Perfect is the enemy of good. A good thesis or dissertation is a finished
thesis or dissertation. Though most people who select into going to graduate
school aim for excellence, one thing that too many graduate students fail to
realize is that their thesis or dissertation is unlikely to be read by more than
a dozen people: members of their committee will (hopefully) read it, as will
the members of whatever awards committee it is sent to, and (maybe) other
grad students writing literature reviews on the same topic. As a result, one
should stop polishing one’s thesis or dissertation when it is deemed good
enough by one’s committee, which means that one should develop a certain
tolerance for imperfection. For PhD students, one has to know when a
dissertation is “good enough,” and defer polishing in view of submitting to
journals to the summer (and maybe the first few semesters) after
graduating.
At any rate, dissertation papers often undergo radical
transformations on the way to getting published.
When is a PhD dissertation ready to be defended? Barring a student
needing to defend because your institution sets a specific time limit on
doctoral programs, a student is ready to defend
her dissertation when she
has a job offer in hand. No economist worth his salt thinks he knows better
than the market does.
Avoid the temptation to oversell students, but also avoid having to write
letters of recommendation that are not positive. After spending three, four,
five years advising a student, you likely want them to be successful or, at
the very least, get them out of your hair. It can thus be very tempting when
writing letters of recommendation to oversell them, and make it seem as
though they are better than they really are. Overselling a student is likely to
work once or twice, but once the jig is up and people know that your word
is not to be trusted, your recommendations will not be worth much. As a
result, it behooves you to be honest about a student’s strengths and
weaknesses, and to give the readers of your letters of recommendation an
accurate read on where you see the student being successful. If, however,
you do not feel as though you can write a good letter of recommendation
for one of your advisees, let them know so that they can get the best
possible letters for themselves.
When should you coauthor with students? In some graduate programs,
faculty have a sink-or-swim attitude toward graduate students and avoid
coauthoring with anyone but the most promising students. Yet if you see
your role as advisor as helping students make the transition from students to
scholars, then you should think about coauthoring with your students. By
that, I do not mean that you should coauthor with your students no matter
what, but you should certainly do so in those frequent cases where there is a
double coincidence of research interests. That being said, you do not
deserve to be a
de facto coauthor on every one of your students’
papers
simply by virtue of having advised them.
The advisor–advisee relationship does not end at graduation. In my third
year in grad school, I recall excitedly telling one of my econometrics
instructors, whose advisor had been Bill Greene, about a new textbook by
some guy named Wooldridge that seemed so much better to me than
Greene’s textbook. My instructor made me understand that advisor–advisee
relationships die hard, and do not end at graduation. Much like your child
will never stop being your child, no matter how old you both get, you will
remain your student’s advisor once they graduate, and they are likely to turn
to you for advice when they come across situations they are uncertain
about. Embrace the fact that, after you are done being their advisor, you are
likely to become one of their mentors.
Warn your advisees against the often toxic culture of the discipline, and
support them when they encounter it. Experimental evidence has shown that
people tend to favor people in their group, and discriminate against people
outside of their group (Abbink and Harris 2019). And on the basis of casual
empiricism as an observer of US social and political life over the last few
decades, I would speculate that when
members of a group that has
traditionally been at the top of a hierarchy see their hierarchical position
threatened by members outside their group, in-group members react by
discriminating (if not by retaliating) against members of the out-group,
making life difficult for the latter. Worse: when in-group members’

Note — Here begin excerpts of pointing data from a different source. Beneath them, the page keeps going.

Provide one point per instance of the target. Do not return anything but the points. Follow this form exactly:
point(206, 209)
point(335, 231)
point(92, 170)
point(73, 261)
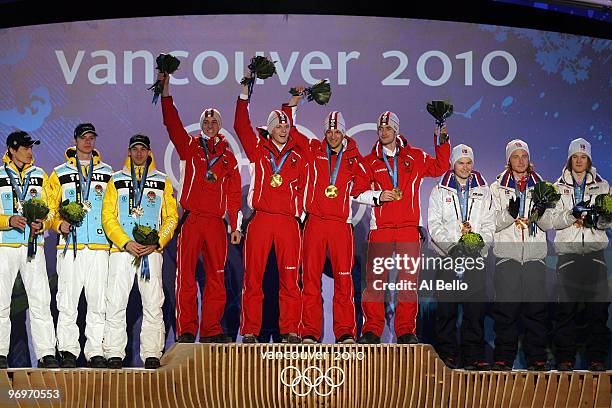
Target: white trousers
point(36, 283)
point(89, 271)
point(120, 280)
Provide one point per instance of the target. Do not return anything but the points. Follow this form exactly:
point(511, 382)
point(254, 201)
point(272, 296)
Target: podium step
point(282, 375)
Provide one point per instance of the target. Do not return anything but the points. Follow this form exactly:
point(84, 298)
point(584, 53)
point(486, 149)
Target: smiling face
point(386, 134)
point(280, 133)
point(580, 162)
point(463, 167)
point(210, 127)
point(519, 161)
point(21, 155)
point(139, 154)
point(86, 143)
point(334, 138)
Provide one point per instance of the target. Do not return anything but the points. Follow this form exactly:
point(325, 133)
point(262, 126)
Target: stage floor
point(280, 375)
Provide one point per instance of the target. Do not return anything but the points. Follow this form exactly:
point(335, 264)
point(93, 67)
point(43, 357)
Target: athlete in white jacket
point(520, 271)
point(461, 203)
point(581, 267)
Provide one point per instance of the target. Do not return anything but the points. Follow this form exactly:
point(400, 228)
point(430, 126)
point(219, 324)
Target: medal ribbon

reflexive discrimination or retaliation
is combined with the veil of
anonymity provided by the Internet, the culture gets even more toxic, which
can make life downright unbearable for members of the out-group. Media
accounts of the discrimination experienced by women and minorities in
economics certainly support that conjecture (Parramore 2020, Rosalsky
2020, Wolfers 2017). Given that, it is no surprise that economics has a
pipeline problem (Buckles 2019, Corban and Ryssdal 2020, Hughes 2021),
wherein women and underrepresented minorities either opt out of the
profession after their studies or never elect
to study economics to begin
with. As advisor, your job is to make your students realize the toxic nature
of the discipline, to support those who are vulnerable to it, and to educate
those who are not as to the realities of their privilege and about what they
can do to be a part of the solution.